The $3.3 million dollar mistake the average person is making:
Bottom Line: Opportunity cost of money is the most important conversation that's almost never had with regard to spending, saving or investing. It's a simple concept. What's the best use of your available resources possible and what's the trade off for making decisions that aren't consistent with the best use of your resources. Even if that sounds opaque it isn't. It's crystal clear actually.
The greatest wealth creation machine in the history of the world is the United States stock market. Posting an average rate of return of 10.1% historically. That's the best use possible over the long term. You can weigh that against whatever other decisions you're making with it generally. Now that's not to say that you should mindlessly invest everything you can without consideration/pragmatism. For example it's better to buy a home than to rent and make payments to someone else in perpetuity (owning your home debt free is my first rule of retirement). All of this being said NerdWallet produced the best opportunity cost information I've read outside of my own material.

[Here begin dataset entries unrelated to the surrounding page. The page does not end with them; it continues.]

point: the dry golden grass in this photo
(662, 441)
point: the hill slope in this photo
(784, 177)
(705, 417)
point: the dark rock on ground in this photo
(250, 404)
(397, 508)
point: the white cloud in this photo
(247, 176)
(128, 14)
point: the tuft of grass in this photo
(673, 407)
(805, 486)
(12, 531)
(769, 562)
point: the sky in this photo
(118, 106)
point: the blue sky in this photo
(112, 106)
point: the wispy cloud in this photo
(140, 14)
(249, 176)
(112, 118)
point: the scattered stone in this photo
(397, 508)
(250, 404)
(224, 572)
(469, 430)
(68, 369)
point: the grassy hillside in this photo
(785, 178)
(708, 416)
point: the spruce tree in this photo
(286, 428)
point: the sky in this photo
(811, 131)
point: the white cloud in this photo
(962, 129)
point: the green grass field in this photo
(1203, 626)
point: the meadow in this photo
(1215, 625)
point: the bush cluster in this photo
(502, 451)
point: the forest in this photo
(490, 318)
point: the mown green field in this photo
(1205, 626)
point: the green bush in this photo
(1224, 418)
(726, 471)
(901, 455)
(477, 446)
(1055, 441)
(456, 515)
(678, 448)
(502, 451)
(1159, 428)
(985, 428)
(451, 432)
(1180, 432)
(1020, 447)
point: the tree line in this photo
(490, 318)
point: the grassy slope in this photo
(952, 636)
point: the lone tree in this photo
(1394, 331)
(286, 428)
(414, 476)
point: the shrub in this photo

You might be familiar with my "millionaire plan". It's the plan that demonstrates that the average person, earning average money - can be a millionaire within 25 years. It's simply $1,000 per month invested in an S&P 500 fund. NerdWallet just calculated the lifetime opportunity cost of Millennials not investing in stocks and opting for non-risk savings instead. For the average Millennial it's a staggering $3.3 million. It's a great life lesson. The stock market is viewed as risky due to misinformation by some. As was demonstrated by NerdWallet - the biggest risk of all is not participating.